Я поднялась из-за стола, потупив глаза.

– Знаю, – ответила я елейным тоном. – Прости, брат. Как только я вернусь домой, сразу же отправлюсь на исповедь. Попросить у Господа прощения.

Он уставился на меня, сбитый с толку моей внезапной переменой.

– М-м-м. Вот и хорошо. Если ты попросишь со смирением, Он не откажет тебе.

Не успела я дойти до двери, как он снова уткнулся в тарелку.

Когда я спросила про художника, Мария забеспокоилась:

– Мы его теперь совсем не видим. Он живет в часовне.

– Как это – живет в часовне?

Она слегка передернула плечами:

– Ну… просто он теперь живет там. Все время. И не выходит.

– А что с фресками? Они закончены?

– Никто ничего не знает. В прошлом месяце он отослал прочь всех помощников. – Она помолчала. – Похоже, они сами были рады уйти.
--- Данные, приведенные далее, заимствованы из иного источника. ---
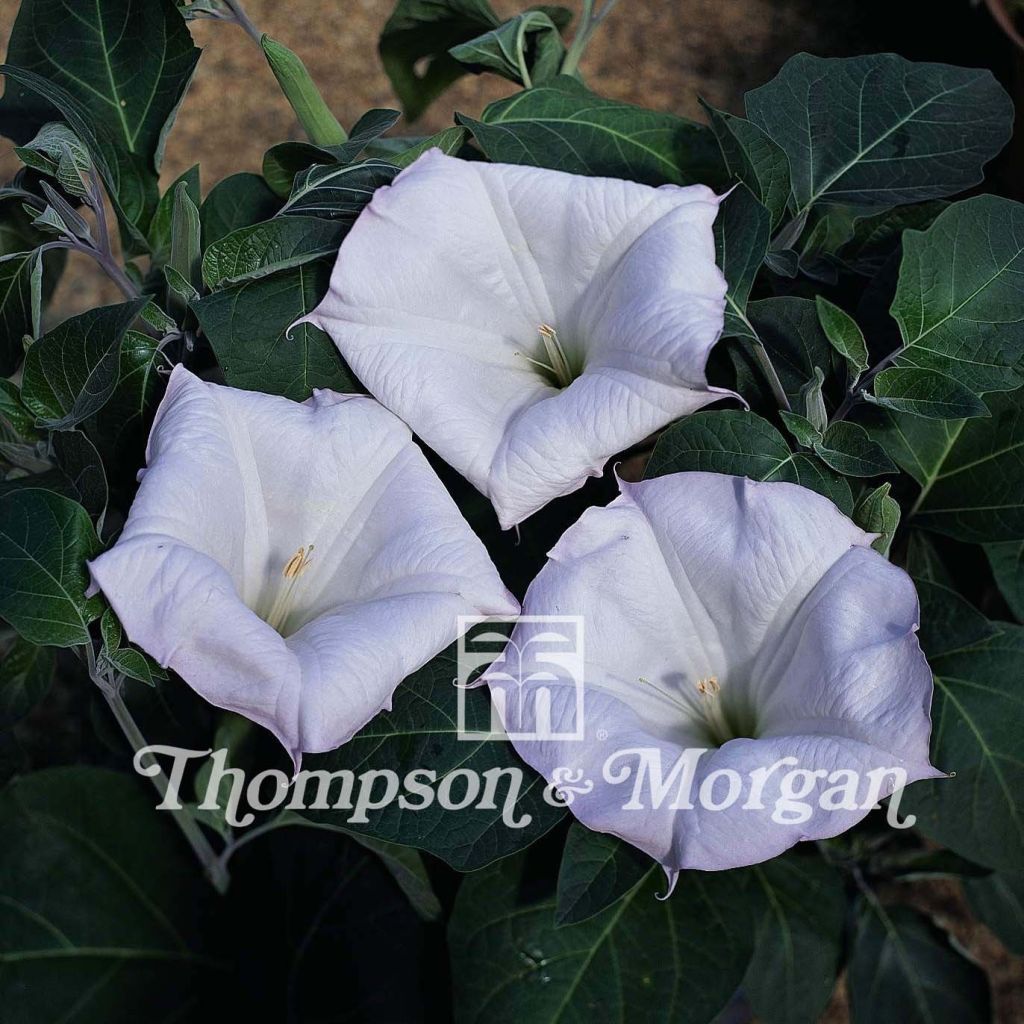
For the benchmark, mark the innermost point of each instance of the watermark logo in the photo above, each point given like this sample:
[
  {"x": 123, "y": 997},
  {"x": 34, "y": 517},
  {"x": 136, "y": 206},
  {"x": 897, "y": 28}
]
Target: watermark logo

– Но… Я-то думала, что он ходит в церковь. Что он стал последователем нового учения. Так говорила мне матушка.

– А-а… Про это я ничего не знаю. Может, раньше и ходил. А теперь – нет. Он не выходил из часовни с самой оттепели.
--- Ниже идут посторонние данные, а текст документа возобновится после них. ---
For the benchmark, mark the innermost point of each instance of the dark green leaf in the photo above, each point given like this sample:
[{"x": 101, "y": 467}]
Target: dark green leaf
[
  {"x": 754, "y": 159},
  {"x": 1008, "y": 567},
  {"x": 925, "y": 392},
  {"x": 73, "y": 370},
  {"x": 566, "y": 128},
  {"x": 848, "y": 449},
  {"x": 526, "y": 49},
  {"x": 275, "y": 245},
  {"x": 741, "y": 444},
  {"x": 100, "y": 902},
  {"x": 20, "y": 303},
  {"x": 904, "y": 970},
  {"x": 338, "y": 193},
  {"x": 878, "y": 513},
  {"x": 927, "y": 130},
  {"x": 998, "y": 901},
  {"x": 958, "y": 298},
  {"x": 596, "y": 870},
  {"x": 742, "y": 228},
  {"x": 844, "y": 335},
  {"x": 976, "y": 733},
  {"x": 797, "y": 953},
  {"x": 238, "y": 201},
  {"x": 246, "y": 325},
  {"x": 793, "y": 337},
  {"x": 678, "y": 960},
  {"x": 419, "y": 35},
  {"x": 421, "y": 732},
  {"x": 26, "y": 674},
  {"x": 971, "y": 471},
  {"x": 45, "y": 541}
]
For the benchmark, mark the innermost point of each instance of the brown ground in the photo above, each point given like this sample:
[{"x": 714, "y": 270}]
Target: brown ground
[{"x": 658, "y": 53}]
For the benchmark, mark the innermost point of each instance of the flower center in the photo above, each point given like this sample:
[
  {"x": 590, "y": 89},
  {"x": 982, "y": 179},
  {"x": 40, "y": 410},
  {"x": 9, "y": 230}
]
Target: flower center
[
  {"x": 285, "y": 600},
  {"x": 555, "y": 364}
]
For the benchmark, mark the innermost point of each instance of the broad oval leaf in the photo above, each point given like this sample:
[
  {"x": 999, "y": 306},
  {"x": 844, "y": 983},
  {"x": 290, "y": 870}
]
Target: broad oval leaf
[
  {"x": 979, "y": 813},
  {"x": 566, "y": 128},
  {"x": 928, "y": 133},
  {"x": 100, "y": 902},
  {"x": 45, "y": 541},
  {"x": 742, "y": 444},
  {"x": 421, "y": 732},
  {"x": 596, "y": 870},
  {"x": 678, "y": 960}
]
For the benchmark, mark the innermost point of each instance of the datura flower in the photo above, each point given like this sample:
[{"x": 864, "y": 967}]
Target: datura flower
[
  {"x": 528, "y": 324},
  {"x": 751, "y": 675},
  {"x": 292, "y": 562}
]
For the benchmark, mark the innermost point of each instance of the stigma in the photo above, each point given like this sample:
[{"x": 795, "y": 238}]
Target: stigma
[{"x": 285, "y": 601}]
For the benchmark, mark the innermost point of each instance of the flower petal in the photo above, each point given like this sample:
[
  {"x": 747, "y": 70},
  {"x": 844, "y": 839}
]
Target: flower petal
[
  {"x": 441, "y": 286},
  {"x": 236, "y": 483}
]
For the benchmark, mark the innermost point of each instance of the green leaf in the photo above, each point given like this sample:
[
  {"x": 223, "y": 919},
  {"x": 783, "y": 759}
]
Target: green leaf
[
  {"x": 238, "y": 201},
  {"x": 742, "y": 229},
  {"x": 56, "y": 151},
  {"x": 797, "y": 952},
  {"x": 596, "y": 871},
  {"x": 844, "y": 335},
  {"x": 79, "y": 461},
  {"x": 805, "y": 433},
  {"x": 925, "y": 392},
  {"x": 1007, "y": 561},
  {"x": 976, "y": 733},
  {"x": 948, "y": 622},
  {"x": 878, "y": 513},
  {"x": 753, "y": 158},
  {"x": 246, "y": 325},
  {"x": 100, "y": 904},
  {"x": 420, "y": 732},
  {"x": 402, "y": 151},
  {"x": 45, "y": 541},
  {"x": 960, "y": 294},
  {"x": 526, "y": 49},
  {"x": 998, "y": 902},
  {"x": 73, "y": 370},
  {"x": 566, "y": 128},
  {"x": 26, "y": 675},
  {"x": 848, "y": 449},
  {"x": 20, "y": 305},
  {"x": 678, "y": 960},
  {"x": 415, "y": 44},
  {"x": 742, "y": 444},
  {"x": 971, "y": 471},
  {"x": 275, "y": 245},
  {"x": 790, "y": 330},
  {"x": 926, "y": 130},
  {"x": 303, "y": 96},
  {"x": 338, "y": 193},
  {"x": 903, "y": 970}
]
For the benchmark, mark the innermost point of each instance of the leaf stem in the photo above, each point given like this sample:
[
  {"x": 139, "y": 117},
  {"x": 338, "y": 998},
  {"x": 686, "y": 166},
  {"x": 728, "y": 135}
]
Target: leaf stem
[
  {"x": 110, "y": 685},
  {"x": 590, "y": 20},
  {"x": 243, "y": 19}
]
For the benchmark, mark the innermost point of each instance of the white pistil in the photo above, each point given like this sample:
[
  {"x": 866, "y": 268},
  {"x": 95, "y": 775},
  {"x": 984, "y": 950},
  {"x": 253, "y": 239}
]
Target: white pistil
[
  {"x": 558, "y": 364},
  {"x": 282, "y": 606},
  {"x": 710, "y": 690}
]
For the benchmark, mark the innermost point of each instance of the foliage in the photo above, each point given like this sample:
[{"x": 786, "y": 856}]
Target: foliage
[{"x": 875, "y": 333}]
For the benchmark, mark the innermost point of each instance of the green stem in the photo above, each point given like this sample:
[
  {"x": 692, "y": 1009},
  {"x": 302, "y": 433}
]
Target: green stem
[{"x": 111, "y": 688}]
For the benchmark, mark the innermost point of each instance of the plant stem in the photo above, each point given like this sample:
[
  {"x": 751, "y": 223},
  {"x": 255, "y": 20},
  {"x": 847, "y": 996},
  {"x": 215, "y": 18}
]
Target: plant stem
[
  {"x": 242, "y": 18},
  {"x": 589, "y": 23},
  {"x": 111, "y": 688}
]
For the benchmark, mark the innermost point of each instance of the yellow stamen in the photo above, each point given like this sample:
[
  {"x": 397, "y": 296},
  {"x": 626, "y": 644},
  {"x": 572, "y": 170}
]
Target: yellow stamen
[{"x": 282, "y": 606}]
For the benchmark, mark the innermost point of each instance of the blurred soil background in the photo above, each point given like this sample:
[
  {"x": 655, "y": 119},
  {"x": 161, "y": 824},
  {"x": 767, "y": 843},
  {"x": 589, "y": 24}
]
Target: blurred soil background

– С оттепели? Это уже сколько недель! А отец ничего с ним не может поделать?

– Отец… – Мария умолкла. – Твой отец был сам не свой.

– Что ты хочешь сказать? Она бросила взгляд на Эрилу:

– Я… я правда не могу больше ничего сказать.

– А матушка?

– Она… э-э… она заботилась о нем. Но у нее же есть еще Томмазо и Лука. Она не может все время возиться с ремесленниками.

Мария, как и Лодовика, никогда не видела в искусстве живописи ничего возвышенного. Подумаешь – столько шума из-за какой-то яркой мазни! Лучше твердить молитву с закрытыми глазами, чтобы чужой вымысел не ввел в соблазн.

– Но почему же она меня о помощи не попросила? – сказала я тихонько, хотя тут же догадалась почему. Она просила, но я была так сердита, что просто оттолкнула ее.

Мария глядела на меня, пытаясь понять, что я предприму. Все видели во мне малое дитя – хоть и не по годам смышленое, но все равно еще едва способное позаботиться о себе, не то что о других. Что могло бы заставить меня перемениться? Пожалуй, я и сама не знала.

– Я пойду повидаюсь с ним, – заявила я. – Где ключи?

– Они сломаны. Он запирается на засов изнутри.

– А другой вход, со стороны ризницы?

– Тоже.

– А как он ест?

– Мы раз в день ставим ему тарелку снаружи.

– У главной двери или возле ризницы?

– Возле ризницы.

– А как он узнает, что еду уже принесли?

– Мы стучим.

– И он выходит?

– Пока кто-то остается рядом – нет. Один раз повар пытался его подождать. Так он и не высунулся. Теперь никто и не утруждается. У нас у всех других дел хватает.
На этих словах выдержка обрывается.